Initially intended for use only by third-party software and AI developers through OpenAI's application programming interface (API), GPT-4.1 was added to ChatGPT following strong user feedback.
OpenAI post training research lead Michelle Pokrass confirmed on X the shift was driven by demand, writing: 'we were initially planning on keeping this model api only but you all wanted it in chatgpt 🙂 happy coding!'
OpenAI Chief Product Officer Kevin Weil posted on X saying: 'We built it for developers, so it's very good at coding and instruction following—give it a try!'
GPT-4.1 was designed from the ground up for enterprise-grade practicality.

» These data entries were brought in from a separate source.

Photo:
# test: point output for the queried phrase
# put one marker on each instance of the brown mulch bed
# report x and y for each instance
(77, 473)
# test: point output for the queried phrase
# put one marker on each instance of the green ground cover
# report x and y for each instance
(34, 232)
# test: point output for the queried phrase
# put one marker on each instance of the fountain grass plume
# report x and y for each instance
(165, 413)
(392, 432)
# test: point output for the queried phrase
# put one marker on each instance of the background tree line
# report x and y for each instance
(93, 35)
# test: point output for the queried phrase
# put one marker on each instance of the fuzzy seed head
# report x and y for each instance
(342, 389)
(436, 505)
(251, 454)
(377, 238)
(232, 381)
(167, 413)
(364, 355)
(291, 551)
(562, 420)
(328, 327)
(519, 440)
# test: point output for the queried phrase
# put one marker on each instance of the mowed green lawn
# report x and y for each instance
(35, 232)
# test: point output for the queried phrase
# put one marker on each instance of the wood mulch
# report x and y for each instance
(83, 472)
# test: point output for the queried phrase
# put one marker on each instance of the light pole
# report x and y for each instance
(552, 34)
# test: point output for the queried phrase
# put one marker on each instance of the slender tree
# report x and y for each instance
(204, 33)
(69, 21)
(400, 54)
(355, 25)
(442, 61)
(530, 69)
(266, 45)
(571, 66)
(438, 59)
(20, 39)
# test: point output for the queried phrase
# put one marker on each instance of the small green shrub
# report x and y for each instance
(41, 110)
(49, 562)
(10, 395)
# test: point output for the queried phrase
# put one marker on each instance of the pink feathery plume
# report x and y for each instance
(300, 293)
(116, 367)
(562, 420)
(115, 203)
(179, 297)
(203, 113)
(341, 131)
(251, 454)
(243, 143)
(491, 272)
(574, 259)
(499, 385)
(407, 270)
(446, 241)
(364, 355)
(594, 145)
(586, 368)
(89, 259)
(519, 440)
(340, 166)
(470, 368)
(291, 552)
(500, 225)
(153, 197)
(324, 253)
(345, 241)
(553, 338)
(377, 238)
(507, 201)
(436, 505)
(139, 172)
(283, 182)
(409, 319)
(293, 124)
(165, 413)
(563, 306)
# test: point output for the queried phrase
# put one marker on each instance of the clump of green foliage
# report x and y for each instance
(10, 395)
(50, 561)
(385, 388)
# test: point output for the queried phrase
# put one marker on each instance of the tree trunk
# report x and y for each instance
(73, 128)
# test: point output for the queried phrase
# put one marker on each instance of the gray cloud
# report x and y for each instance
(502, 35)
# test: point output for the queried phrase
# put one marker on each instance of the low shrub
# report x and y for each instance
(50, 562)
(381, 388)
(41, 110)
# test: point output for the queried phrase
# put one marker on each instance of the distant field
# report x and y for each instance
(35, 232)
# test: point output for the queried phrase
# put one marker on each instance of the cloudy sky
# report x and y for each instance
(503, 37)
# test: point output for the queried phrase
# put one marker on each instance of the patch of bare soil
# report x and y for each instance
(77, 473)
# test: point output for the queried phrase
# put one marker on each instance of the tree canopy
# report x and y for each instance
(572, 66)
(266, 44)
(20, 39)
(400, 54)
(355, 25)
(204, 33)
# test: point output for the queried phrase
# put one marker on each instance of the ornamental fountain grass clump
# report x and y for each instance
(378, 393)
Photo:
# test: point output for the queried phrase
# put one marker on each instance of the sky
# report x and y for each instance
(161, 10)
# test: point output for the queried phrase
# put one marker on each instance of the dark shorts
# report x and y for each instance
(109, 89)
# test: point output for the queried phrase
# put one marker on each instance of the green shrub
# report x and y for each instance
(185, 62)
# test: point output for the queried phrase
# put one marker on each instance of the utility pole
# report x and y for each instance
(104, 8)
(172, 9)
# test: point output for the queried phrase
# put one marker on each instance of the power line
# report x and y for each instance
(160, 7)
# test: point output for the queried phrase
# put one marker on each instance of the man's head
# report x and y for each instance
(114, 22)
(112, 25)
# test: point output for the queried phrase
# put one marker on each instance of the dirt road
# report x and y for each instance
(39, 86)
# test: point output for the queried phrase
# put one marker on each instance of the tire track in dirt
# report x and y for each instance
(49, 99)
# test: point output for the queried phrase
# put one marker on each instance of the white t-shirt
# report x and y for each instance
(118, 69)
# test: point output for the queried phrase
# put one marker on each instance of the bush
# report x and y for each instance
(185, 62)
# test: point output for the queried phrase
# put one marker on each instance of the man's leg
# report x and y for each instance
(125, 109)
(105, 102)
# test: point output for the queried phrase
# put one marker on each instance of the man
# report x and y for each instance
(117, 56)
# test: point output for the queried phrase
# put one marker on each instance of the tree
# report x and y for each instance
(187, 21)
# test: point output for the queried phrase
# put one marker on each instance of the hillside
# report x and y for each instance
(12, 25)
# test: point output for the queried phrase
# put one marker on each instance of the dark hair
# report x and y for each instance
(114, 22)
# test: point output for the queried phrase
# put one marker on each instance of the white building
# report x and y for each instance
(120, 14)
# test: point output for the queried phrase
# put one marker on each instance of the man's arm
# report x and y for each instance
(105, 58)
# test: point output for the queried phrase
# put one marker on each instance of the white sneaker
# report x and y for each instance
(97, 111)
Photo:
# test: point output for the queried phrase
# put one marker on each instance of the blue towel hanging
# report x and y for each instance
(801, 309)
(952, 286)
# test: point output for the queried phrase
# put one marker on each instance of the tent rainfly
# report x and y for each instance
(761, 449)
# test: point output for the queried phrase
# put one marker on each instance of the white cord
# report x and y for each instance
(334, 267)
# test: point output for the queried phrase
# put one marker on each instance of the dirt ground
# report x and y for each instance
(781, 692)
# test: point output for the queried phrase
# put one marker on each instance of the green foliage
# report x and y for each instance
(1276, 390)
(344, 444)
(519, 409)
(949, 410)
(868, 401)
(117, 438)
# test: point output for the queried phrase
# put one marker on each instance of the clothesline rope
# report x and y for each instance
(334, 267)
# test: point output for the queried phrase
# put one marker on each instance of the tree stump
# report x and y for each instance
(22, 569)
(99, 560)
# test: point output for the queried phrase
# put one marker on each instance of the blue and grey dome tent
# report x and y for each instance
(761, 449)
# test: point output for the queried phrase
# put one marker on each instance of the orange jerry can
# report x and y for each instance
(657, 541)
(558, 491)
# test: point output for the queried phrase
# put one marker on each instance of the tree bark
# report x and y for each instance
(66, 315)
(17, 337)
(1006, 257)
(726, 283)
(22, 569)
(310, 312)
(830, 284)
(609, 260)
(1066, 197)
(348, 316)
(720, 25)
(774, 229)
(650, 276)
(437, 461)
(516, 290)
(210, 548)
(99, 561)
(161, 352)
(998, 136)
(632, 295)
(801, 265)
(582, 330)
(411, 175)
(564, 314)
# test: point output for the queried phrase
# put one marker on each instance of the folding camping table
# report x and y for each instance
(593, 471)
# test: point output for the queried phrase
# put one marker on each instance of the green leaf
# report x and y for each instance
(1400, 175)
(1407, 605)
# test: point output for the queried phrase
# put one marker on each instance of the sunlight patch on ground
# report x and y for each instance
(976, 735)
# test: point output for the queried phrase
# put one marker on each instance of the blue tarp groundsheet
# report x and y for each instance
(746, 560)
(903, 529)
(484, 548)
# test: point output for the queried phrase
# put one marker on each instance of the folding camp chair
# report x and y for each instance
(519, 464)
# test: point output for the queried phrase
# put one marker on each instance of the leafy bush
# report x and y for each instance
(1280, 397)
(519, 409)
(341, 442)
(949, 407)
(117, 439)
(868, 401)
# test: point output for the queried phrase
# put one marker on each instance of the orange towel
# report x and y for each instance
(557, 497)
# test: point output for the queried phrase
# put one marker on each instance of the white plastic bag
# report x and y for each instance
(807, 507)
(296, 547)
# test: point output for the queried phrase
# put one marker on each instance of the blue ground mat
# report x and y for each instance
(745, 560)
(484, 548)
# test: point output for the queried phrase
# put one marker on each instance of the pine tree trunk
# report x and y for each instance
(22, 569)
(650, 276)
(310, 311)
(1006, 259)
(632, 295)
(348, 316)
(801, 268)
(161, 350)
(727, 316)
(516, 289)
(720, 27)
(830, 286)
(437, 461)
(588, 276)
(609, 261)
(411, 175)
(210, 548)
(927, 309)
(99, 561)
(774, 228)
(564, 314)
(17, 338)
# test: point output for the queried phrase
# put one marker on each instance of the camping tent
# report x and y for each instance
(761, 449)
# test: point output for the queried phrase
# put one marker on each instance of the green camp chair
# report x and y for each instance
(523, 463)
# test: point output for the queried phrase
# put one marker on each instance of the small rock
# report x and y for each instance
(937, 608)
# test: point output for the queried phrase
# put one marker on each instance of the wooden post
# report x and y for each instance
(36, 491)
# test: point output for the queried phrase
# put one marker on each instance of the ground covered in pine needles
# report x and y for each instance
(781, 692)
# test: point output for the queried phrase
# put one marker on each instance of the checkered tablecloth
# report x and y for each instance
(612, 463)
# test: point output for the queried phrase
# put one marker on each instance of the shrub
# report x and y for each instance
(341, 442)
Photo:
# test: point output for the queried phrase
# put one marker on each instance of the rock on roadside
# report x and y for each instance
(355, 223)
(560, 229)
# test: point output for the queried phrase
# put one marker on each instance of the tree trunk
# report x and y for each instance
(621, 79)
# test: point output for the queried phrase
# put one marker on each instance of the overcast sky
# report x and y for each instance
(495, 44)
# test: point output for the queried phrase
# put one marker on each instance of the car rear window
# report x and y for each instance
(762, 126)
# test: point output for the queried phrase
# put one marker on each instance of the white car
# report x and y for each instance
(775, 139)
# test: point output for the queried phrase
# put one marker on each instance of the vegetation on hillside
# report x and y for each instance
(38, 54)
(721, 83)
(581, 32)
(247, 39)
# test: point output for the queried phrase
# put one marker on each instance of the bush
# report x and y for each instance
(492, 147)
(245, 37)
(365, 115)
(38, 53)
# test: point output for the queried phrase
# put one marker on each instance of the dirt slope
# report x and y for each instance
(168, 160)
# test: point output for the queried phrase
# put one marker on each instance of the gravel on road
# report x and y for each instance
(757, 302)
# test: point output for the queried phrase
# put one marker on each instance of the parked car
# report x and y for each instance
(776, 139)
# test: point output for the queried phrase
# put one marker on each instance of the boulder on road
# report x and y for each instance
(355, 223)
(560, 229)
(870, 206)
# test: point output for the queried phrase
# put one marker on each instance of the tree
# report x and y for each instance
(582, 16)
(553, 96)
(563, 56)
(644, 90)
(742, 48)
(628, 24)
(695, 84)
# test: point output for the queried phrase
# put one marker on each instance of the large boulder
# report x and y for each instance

Launched in April 2025 alongside GPT-4.1 mini and nano, this model family prioritized developer needs and production use cases.
GPT-4.1 delivers a 21.4-point improvement over GPT-4o on the SWE-bench Verified software engineering benchmark, and a 10.5-point gain on instruction-following tasks in Scale's MultiChallenge benchmark. It also reduces verbosity by 50% compared to other models, a trait enterprise users praised during early testing.
Context, speed, and model access
GPT-4.1 supports the standard context windows for ChatGPT: 8,000 tokens for free users, 32,000 tokens for Plus users, and 128,000 tokens for Pro users.
Read More Real-time data and AI thrust manufacturing into the future
According to developer Angel Bogado posting on X, these limits match those used by earlier ChatGPT models, though plans are underway to increase context size further.
While the API versions of GPT-4.1 can process up to one million tokens, this expanded capacity is not yet available in ChatGPT, though future support has been hinted at.
This extended context capability allows API users to feed entire codebases or large legal and financial documents into the model—useful for reviewing multi-document contracts or analyzing large log files.
OpenAI has acknowledged some performance degradation with extremely large inputs, but enterprise test cases suggest solid performance up to several hundred thousand tokens.
OpenAI has also launched a Safety Evaluations Hub website to give users access to key performance metrics across models.
GPT-4.1 shows solid results across these evaluations. In factual accuracy tests, it scored 0.40 on the SimpleQA benchmark and 0.63 on PersonQA, outperforming several predecessors.
It also scored 0.99 on OpenAI's 'not unsafe' measure in standard refusal tests, and 0.86 on more challenging prompts.
However, in the StrongReject jailbreak test—an academic benchmark for safety under adversarial conditions—GPT-4.1 scored 0.23, behind models like GPT-4o-mini and o3.
That said, it scored a strong 0.96 on human-sourced jailbreak prompts, indicating more robust real-world safety under typical use.
In instruction adherence, GPT-4.1 follows OpenAI's defined hierarchy (system over developer, developer over user messages) with a score of 0.71 for resolving system vs. user message conflicts. It also performs well in safeguarding protected phrases and avoiding solution giveaways in tutoring scenarios.
Contextualizing GPT-4.1 against predecessors
The release of GPT-4.1 comes after scrutiny around GPT-4.5, which debuted in February 2025 as a research preview. That model emphasized better unsupervised learning, a richer knowledge base, and reduced hallucinations—falling from 61.8% in GPT-4o to 37.1%. It also showcased improvements in emotional nuance and long-form writing, but many users found the enhancements subtle.
Despite these gains, GPT-4.5 drew criticism for its high price — up to $180 per million output tokens via API —and for underwhelming performance in math and coding benchmarks relative to OpenAI's o-series models. Industry figures noted that while GPT-4.5 was stronger in general conversation and content generation, it underperformed in developer-specific applications.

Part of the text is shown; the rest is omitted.